2015年1月23日金曜日

恩師論 (1)


恩師について書く必要が生じた。
最初の前提である。私は素晴らしい恩師に出会えて自分を導いてもらった、というたぐいの話を聞くのが嫌だ。そう思う理由は二つある。
一つは、私がおそらくいい恩師に出会えていなくて、そのような話をする人がうらやましくてしょうがないのだ。テレビで松井秀喜氏が、長嶋茂雄氏という偉大な恩師から、手取り足取りバッティングをコーチしてもらったという話を聞いた。やはりどこか羨ましいし、悔しい。だから好きになれない。まあ、これはふざけた理由だ。だから私は●●さんが××先生の話をすると腹が立つのである。それはうらやましいからだ。

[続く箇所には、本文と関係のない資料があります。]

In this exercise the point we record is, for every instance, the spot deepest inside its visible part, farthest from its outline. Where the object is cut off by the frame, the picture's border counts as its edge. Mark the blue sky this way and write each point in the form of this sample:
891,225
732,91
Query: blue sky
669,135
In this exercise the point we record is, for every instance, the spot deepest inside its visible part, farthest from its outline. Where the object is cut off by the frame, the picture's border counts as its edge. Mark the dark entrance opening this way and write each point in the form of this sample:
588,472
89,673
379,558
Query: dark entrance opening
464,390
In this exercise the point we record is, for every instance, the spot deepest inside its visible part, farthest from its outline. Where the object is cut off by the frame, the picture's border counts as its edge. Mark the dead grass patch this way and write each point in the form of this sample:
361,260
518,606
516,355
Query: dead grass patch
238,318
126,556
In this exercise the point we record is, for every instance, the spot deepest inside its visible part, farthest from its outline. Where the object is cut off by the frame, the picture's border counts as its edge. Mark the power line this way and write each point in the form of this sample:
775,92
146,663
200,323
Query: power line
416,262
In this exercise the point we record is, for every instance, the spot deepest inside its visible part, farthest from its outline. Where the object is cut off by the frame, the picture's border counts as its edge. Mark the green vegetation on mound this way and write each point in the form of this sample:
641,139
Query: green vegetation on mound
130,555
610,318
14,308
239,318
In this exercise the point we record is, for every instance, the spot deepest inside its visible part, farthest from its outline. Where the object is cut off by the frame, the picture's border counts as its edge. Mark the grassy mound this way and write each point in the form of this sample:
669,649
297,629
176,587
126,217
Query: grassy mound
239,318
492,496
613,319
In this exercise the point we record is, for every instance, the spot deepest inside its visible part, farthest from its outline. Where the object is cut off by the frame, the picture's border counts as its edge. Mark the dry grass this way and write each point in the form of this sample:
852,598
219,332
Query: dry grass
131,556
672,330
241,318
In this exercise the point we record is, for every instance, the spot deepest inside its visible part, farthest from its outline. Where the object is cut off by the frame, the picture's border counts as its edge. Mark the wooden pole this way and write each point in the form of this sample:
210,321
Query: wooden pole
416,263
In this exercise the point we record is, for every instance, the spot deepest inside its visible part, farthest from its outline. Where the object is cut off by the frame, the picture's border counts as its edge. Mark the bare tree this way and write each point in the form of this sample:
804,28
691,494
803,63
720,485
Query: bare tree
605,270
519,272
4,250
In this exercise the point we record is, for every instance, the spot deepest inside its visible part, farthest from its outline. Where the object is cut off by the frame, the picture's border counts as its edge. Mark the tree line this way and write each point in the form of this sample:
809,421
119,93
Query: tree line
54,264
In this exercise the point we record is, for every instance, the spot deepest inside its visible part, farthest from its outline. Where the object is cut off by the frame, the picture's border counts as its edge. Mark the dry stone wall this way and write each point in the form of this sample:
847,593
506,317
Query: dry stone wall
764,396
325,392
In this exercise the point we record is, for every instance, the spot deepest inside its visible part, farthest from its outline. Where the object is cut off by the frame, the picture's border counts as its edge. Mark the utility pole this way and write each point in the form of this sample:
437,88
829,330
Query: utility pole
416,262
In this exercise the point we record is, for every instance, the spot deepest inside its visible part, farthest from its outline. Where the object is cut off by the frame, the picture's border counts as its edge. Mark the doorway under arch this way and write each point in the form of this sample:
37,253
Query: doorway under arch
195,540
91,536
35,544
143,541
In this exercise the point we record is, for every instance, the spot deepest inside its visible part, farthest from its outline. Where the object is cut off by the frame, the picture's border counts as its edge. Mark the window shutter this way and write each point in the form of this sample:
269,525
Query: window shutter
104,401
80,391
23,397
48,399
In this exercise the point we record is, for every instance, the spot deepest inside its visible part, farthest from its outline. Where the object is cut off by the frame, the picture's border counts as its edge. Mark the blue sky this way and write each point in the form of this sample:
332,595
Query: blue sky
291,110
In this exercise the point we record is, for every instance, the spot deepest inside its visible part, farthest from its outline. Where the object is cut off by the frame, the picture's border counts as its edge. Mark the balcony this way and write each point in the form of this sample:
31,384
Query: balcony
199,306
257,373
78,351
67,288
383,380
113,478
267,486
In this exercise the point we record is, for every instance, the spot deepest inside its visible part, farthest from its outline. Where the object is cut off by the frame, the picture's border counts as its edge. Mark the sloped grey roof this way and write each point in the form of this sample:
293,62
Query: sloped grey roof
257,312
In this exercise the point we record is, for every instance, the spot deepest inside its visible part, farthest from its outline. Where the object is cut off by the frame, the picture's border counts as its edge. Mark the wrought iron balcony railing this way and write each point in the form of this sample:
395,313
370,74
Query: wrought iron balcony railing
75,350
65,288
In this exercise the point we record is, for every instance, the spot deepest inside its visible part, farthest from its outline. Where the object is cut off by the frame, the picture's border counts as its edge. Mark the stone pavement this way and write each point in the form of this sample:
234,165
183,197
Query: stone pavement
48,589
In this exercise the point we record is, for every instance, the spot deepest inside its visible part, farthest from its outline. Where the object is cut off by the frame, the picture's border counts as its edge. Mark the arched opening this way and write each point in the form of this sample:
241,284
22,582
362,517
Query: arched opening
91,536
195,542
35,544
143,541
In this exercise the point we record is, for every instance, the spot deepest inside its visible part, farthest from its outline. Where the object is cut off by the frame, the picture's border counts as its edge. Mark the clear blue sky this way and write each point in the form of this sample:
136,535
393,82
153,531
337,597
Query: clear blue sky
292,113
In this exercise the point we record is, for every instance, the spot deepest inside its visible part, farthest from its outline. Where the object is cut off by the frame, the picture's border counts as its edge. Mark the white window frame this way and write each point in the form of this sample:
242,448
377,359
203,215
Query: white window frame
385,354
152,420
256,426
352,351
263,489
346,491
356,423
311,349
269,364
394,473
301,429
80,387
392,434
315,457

二つ目はもう少し真面目な理由である。それはなかなか理想化できるような人はいないからだ。ある非常にいい出会いがあり、その人に心酔したくなっても、その人は別の側面を持ち、全面的な理想化に耐えない。というよりは人の全側面を知ると、その人を理想化することはおそらくできなくなる。だから恩師とは距離を置いて、理想化を続けられることで初めてその人にとって一生の恩師、という感じになるのではないだろうか?恩師はあまり身近にいてはいけないのである。おそらくどんな恩師でも、いつも近くにいるとうざくて仕方なくなるだろう。どこかでラカンについて書いてあったが、ラカンはおそらく身近にいたらとても耐えられないような人であったという。でもあれほど理想化されている人もいないのではないだろうか?